Bountiful research, not easily found

Corporates and large consulting firms spend millions of dollars buying-in research, but many of these organisations fail to make the most of their investment because of the way that information is stored and accessed.

Often, reports are stored as PDFs and data is kept in spreadsheets in a shared drive. Although everyone can access this information, the reality is they don’t. The time and difficulty involved in sifting through documents to locate vital material will simply prove prohibitive. The pain associated with extracting and reusing valuable insights and datasets is equally limiting on usage.

To unlock the potential of this information, it needs to be accessible, fully searchable, easy to understand, and then simple to repurpose.

Avoid the bottleneck

Previously, business intelligence was underused because – as described above – even simple searches could take hours.

Thankfully, those days can be a thing of the past. Good quality research tech, more specifically, good quality content delivery software, now means users can find and reuse information in minutes.

Using a high-spec content platform could help in-house research teams prepare and share reports more easily and, consequently, become strong advocates for those publishers who can provide their research through a system of this kind.

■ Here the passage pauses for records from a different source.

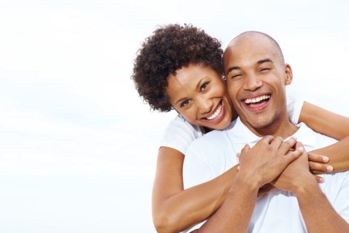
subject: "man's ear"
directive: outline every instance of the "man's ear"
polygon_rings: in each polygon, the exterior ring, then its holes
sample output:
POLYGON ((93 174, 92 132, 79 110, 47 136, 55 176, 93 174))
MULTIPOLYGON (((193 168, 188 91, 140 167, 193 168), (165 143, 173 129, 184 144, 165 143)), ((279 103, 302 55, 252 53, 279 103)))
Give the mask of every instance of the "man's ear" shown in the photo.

With a high-spec content platform, end users are empowered with rich information. Ease of accessibility and use also means end users will use the technology repeatedly and more widely – all of which helps alleviate another live issue that in-house research teams deal with… the bottleneck.

When information is stored on a shared drive that, as we have previously described, is hard-to-navigate, it creates a knock-on problem. To get at this information, the default approach is to go through the in-house research team and ask them to search out that information and send it over directly.

Now, these teams are often small, and overworked, so when a request for information comes in from another part of the business, provision of this service takes time. This is frustrating for the person who made the request and does little to encourage them to seek further information.

Using a high-spec content platform could help in-house research teams prepare and share reports more easily and, consequently, become strong advocates for those publishers who can provide their research through a system of this kind.

Self-service

If reports and data are buried in unsearchable shared drives, and those seeking information in a business are forced to harass an overworked in-house research team – and then wait for their information, this is a dangerous situation for the authors of the research.

If your clients can’t see the true value of what you produce, they will start to question why they are paying for it, particularly given the amount of free, albeit lesser quality, information available via a Google search. If, however, you empower your clients with self-service technology, where the search experience is crafted to suit their particular needs, then the value the pay for access to your portfolio can easily be maximised.

In-house research teams should be available to produce reports, collate an intimate understanding of the information they have at hand, and act as gatekeepers to all business intelligence, guiding colleagues with their expert knowledge when departments within their organisation need specialist help.

They can only do this if they are freed of the burden of supplying information. For that to happen, their colleagues must be able to search, access, and use research information for themselves.

They need a high-quality content platform that allows them to perform all these tasks in minutes, not days – and they need this platform to be an enabling tool, not something that adds another layer of difficultly or ‘process’ to the busy workday.